Culture and Society: the Role of Distributed Cognition
David B. Kronenfeld 
kfeld@citrus.ucr.edu


    "Society", here, refers to patterns of grouping and interaction via which a collection of individuals forms some extra-individual entity.  "Culture" refers to the shared (learned, but not explicitly taught) system of knowledge, feelings, and behavior (and, sometimes, their products) that characterize one human community vs. another.  Culture and society, as seen here, are mutually constitutive.  Culture provides the shared knowledge system which enables members of a society to recognize fellow members and to coordinate their actions with one another, while society provides the communities, and thus the patterned interactions and experiences, out of which individuals construct their representations of culture.

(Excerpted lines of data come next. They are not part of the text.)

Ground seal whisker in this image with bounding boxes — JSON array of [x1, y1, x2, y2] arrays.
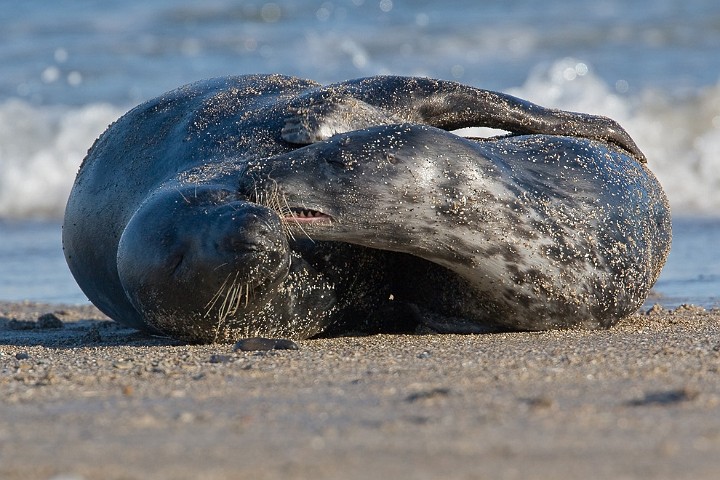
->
[[213, 262, 230, 272], [268, 183, 298, 241], [280, 191, 314, 242], [204, 272, 232, 317], [176, 188, 191, 204], [225, 283, 238, 318], [216, 277, 235, 318], [214, 272, 244, 341], [252, 182, 298, 242]]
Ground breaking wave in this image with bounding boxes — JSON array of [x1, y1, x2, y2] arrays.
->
[[1, 58, 718, 219]]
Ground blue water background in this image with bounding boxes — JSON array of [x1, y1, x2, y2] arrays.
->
[[1, 218, 718, 309], [0, 0, 719, 305]]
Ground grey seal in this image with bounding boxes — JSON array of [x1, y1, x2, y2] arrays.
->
[[62, 74, 655, 342], [242, 124, 671, 332]]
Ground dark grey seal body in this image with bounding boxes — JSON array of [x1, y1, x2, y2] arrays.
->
[[63, 74, 661, 342], [243, 124, 671, 332]]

    I have used a computer simulation of a collection of simple critters (having only individual goals and actions) to explore the minimal properties necessary for a social group as opposed to a simple collection of individuals--i.e., Durkheim's emergent properties.  More recently I have increasingly become involved in experiments with and analyses of "cultural models"--posited shared conceptual structures (deriving from schema theory in psychology) that pull together culturally standardized knowledge, motivation, affect, values, goals, and so forth and that relate these to action or behavior.  In this latter research I have been particularly concerned with problems of definition (what is a cultural model), of boundaries (what is in one vs. out, and how can you tell), of structure (how do they differ from individual schemas, how are they organized, and so forth), and of how individual people evoke them and use them in deciding how to behave and how to interpret the behavior of others.  I have also been concerned with how different cultural models and variant forms of any given cultural model are related to different social groups. 
    The computer simulation dealt with social rather than cognitive or cultural issues.  But my long term goal is to show that similar feedback processes involving an individual homing in on the behavior of others, but now joined to an assumed internal model of what drives the behavior of others, can explain the emergence and functioning of cultural models.